Quickstart¶
Overview¶
SevenBridges CWL package provides python bindings for Common Workflow Language v1.0. It is intended for developers who want to use python code to generate CWL documents. If creating a document through the GUI is preferable, then look at the Rabix Composer. This library also have integration with sevenbridges-python so applications can be easily deployed on a Seven Bridges platform.
Tool creation¶
Docker image preparation¶
Your code will run in a docker image that you have prepared before defining and
running a tool. All libraries needed for your function to run must be
installed on the image. The only additional requirement for sevenbridges-cwl
is to have dill
package and bzip2
installed on the image - so when you
prepare your image pip install dill
and apt-get install bzip2
on it.
Wrapping binaries¶
One way of creating a tool is by using CommandLineTool
class which is
useful for wrapping binaries:
from sbg import cwl
t = cwl.CommandLineTool(
base_command=['echo', 'HelloWorld'],
stdout='_stdout_',
requirements=[cwl.Docker(docker_pull='ubuntu:16.04')]
)
t.add_output(cwl.File(glob='_stdout_', required=True), id='out')
Example above illustrates echo HelloWorld > _stdout_
command. Object t
is
an instance of CommandLineTool
class which has a number of useful builtin
methods described here.
Generated tool can be easily run on a Seven Bridges platform using
Session
object:
session = cwl.Session(profile='<your_profile>')
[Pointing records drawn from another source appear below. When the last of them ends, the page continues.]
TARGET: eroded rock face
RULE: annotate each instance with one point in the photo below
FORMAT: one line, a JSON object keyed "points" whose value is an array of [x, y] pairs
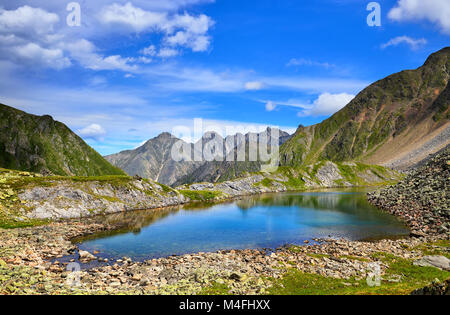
{"points": [[70, 200], [422, 198], [328, 174], [436, 288]]}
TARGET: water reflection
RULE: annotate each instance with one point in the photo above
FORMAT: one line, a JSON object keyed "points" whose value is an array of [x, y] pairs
{"points": [[253, 222]]}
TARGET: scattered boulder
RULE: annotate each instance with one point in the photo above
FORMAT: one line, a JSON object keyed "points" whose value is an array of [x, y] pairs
{"points": [[440, 262], [436, 288], [86, 256]]}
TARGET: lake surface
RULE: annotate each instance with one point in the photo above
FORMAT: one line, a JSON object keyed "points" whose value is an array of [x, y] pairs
{"points": [[266, 221]]}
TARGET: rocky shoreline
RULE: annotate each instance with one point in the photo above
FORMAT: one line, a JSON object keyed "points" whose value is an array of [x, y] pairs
{"points": [[421, 200], [29, 264], [32, 260], [26, 196]]}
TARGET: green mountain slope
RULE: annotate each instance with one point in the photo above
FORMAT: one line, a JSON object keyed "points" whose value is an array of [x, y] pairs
{"points": [[394, 122], [43, 145]]}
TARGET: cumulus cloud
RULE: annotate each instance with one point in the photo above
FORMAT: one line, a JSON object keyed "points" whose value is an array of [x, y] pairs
{"points": [[168, 52], [327, 104], [38, 37], [93, 131], [270, 106], [85, 53], [434, 11], [179, 30], [26, 37], [33, 53], [308, 62], [411, 42], [27, 21], [254, 85]]}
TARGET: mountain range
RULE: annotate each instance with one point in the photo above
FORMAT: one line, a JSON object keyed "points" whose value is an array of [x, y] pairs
{"points": [[154, 158], [42, 145], [395, 122]]}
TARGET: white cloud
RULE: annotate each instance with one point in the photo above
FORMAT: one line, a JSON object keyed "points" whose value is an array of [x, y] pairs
{"points": [[270, 106], [327, 104], [84, 52], [135, 18], [254, 85], [33, 53], [179, 30], [168, 52], [38, 37], [434, 11], [27, 21], [308, 62], [411, 42], [93, 131], [149, 51]]}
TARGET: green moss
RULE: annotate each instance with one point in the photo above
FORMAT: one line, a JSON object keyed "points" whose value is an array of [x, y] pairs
{"points": [[440, 248], [412, 277], [266, 182], [318, 256], [9, 224], [215, 289]]}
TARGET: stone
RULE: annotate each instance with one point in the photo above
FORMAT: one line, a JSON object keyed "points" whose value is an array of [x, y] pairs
{"points": [[85, 255], [440, 262]]}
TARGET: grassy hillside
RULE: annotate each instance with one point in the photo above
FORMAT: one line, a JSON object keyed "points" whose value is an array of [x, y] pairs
{"points": [[42, 145]]}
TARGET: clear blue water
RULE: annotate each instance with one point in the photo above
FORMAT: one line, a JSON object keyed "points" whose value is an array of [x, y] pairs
{"points": [[267, 221]]}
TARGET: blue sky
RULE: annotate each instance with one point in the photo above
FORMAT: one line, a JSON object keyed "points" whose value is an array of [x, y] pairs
{"points": [[136, 68]]}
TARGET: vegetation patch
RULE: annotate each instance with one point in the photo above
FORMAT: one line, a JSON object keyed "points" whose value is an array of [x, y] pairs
{"points": [[401, 278], [215, 288]]}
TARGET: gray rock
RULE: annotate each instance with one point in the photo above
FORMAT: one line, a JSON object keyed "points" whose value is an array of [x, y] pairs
{"points": [[440, 262]]}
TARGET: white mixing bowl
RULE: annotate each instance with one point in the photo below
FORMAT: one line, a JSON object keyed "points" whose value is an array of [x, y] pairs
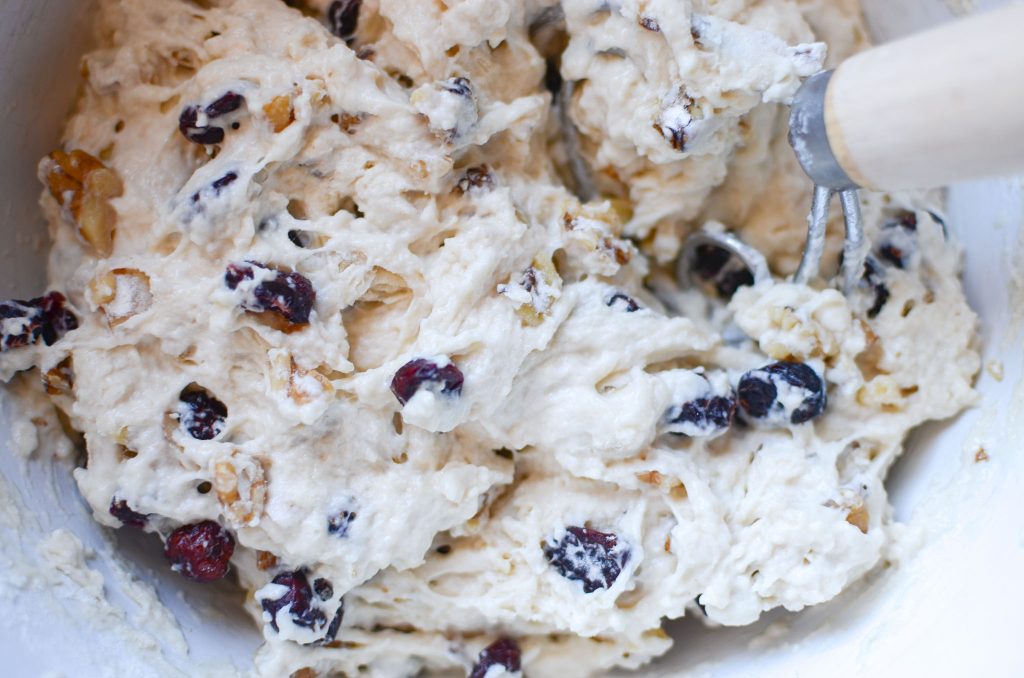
{"points": [[946, 605]]}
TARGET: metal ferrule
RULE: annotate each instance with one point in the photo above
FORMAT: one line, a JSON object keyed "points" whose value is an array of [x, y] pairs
{"points": [[809, 137]]}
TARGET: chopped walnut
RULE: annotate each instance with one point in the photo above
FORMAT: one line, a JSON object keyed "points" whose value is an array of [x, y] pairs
{"points": [[84, 186], [536, 291], [265, 560], [348, 121], [302, 386], [857, 516], [592, 241], [882, 392], [121, 294], [241, 489], [280, 112], [650, 477], [59, 379]]}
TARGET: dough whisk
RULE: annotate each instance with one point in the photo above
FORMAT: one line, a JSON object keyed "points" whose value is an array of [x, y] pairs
{"points": [[943, 106]]}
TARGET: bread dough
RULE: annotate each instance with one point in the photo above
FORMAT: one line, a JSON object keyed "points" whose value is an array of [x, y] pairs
{"points": [[518, 477]]}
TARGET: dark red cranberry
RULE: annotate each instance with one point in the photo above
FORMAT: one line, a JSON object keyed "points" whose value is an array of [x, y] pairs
{"points": [[343, 17], [228, 102], [898, 240], [705, 416], [215, 187], [206, 134], [423, 373], [290, 295], [120, 510], [624, 301], [189, 127], [338, 523], [323, 589], [201, 414], [718, 267], [758, 392], [24, 323], [504, 652], [201, 551], [596, 558], [303, 610]]}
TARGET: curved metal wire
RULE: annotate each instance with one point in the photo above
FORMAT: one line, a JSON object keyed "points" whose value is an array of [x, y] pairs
{"points": [[854, 245], [749, 256], [817, 223]]}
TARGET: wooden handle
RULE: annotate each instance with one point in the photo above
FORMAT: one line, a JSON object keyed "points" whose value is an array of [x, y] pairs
{"points": [[940, 107]]}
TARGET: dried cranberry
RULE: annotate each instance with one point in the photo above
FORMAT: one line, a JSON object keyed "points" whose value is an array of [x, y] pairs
{"points": [[343, 16], [323, 588], [298, 598], [718, 267], [24, 323], [201, 414], [421, 372], [204, 134], [623, 301], [503, 652], [201, 551], [705, 416], [290, 295], [338, 523], [228, 102], [898, 240], [590, 556], [215, 187], [759, 392], [120, 510]]}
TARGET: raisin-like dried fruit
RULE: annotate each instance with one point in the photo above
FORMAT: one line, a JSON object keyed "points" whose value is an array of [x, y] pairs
{"points": [[338, 523], [702, 417], [590, 556], [343, 17], [782, 392], [120, 510], [301, 608], [503, 652], [207, 134], [201, 551], [290, 295], [898, 240], [422, 373], [192, 130], [228, 102], [624, 301], [720, 270], [25, 323], [201, 414]]}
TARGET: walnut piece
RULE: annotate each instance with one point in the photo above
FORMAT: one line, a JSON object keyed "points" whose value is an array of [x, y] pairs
{"points": [[241, 488], [84, 186], [121, 293]]}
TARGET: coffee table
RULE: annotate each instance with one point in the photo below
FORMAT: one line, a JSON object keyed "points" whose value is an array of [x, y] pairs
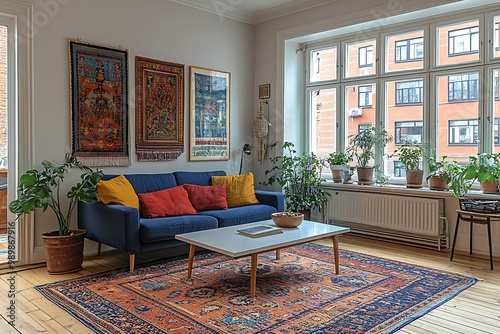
{"points": [[227, 241]]}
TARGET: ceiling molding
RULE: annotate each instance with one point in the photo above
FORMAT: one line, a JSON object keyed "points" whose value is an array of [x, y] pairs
{"points": [[218, 7]]}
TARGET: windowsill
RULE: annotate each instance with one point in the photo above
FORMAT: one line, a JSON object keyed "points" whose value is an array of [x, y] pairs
{"points": [[402, 190]]}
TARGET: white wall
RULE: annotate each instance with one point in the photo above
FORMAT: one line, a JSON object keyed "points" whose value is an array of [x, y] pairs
{"points": [[157, 29]]}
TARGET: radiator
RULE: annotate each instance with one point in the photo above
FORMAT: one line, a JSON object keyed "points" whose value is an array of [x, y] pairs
{"points": [[402, 218]]}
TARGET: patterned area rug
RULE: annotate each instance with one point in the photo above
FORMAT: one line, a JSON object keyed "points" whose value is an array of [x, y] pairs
{"points": [[297, 294]]}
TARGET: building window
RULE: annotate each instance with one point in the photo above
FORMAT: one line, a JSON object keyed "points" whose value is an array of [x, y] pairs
{"points": [[365, 96], [409, 92], [362, 127], [410, 50], [399, 169], [463, 87], [463, 132], [408, 131], [464, 40], [365, 56]]}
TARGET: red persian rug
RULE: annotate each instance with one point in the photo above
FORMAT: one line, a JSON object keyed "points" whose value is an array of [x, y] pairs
{"points": [[297, 294]]}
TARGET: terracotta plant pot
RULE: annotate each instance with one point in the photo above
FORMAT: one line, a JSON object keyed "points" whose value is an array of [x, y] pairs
{"points": [[414, 178], [437, 183], [489, 187], [365, 175], [64, 254]]}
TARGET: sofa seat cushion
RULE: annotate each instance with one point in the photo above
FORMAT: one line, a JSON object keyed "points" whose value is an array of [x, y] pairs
{"points": [[161, 229], [241, 214]]}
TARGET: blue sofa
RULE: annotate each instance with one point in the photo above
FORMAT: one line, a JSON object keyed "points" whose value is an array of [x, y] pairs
{"points": [[123, 227]]}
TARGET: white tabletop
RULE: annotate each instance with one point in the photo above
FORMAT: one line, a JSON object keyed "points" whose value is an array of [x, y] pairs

session.run('<your_project>', t)
If inspecting raw CWL documents is preferable use cwl.tool
context manager:
from sbg import cwl
with cwl.tool('hello_world.cwl', 'w') as t:
t.base_command = ['echo', 'HelloWorld'] # echo 'HelloWorld' on stdout
t.add_requirement(cwl.Docker(docker_pull='ubuntu:16.04'))
t.stdout = '_stdout_' # redirect all stdout to this '_stdout_' file
t.add_output(cwl.File(glob='_stdout_', required=True), id='out')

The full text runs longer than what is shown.